Charlie Thomson

Personal information
- Full name: Charles Marshall Thomson
- Date of birth: 25 October 1905
- Place of birth: Perth, Scotland
- Date of death: 1965 (aged 59–60)
- Place of death: Edinburgh, Scotland
- Height: 5 ft 11 in (1.80 m)
- Position(s): Goalkeeper

Senior career*
- Years: Team / Apps / (Gls)
- St Johnstone YMCA
- 1927: Raith Rovers / 4 / (0)
- 1927–1930: Alloa Athletic / 96 / (0)
- 1930–1934: Falkirk / 122 / (0)
- 1934–1939: Brighton & Hove Albion / 169 / (0)
- 1939–1946: Exeter City / 0 / (0)
- Total:  / 391 / (0)

= Charlie Thomson (footballer, born 1905) =

Scottish footballer

Charles Marshall Thomson (25 October 1905 – 1965) was a Scottish professional footballer who played as a goalkeeper for Scottish League clubs Raith Rovers, Alloa Athletic and Falkirk and made 169 Football League appearances for Brighton & Hove Albion.

==Life and career==
Thomson was born in Perth.

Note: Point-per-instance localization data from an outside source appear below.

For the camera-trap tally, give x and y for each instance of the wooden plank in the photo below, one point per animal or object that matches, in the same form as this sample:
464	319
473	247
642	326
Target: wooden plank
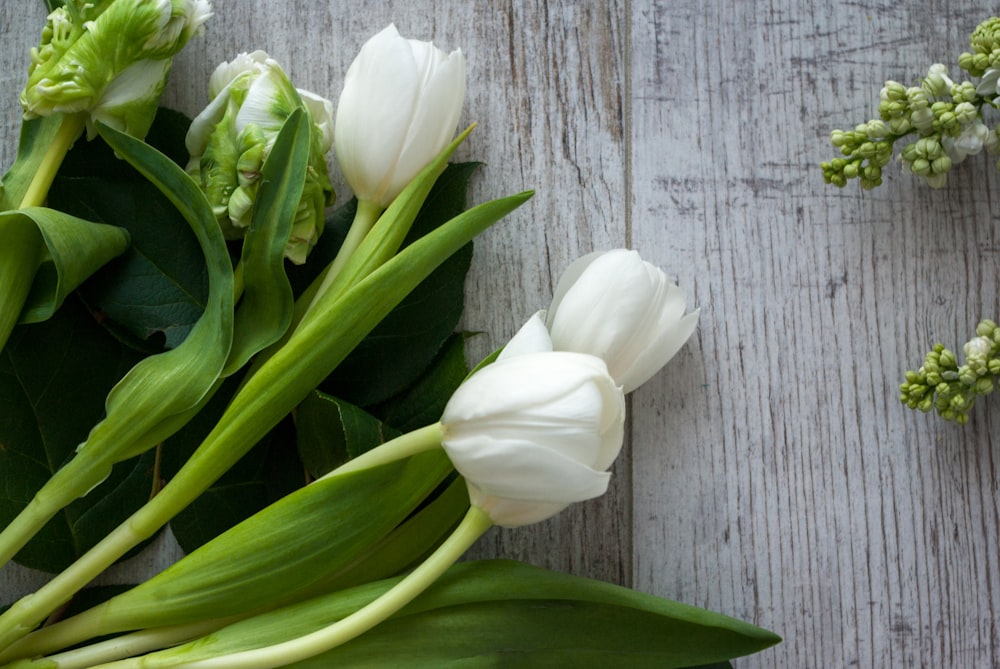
776	477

He played for St Johnstone YMCA and for Scottish League clubs Alloa Athletic and Falkirk, where he spent four seasons, before moving to England to sign for Third Division South club Brighton & Hove Albion in 1934. He was a first-team regular for five years.

Thomson joined Exeter City in 1939, and played in the first three matches of the 1939–40 Football League before competitive football was abandoned for the duration of the Second World War. He then returned to Scotland where he played for Dundee United in the Eastern Regional League and was on the losing side in the Scottish War Emergency Cup, won by Rangers. After the war, he rejoined Exeter City to play in the 1945–46 FA Cup before going back to Scotland.

Thomson's son, Chic Thomson, kept goal for Chelsea during their 1954–55 Football League-winning campaign and won the 1959 FA Cup Final with Nottingham Forest.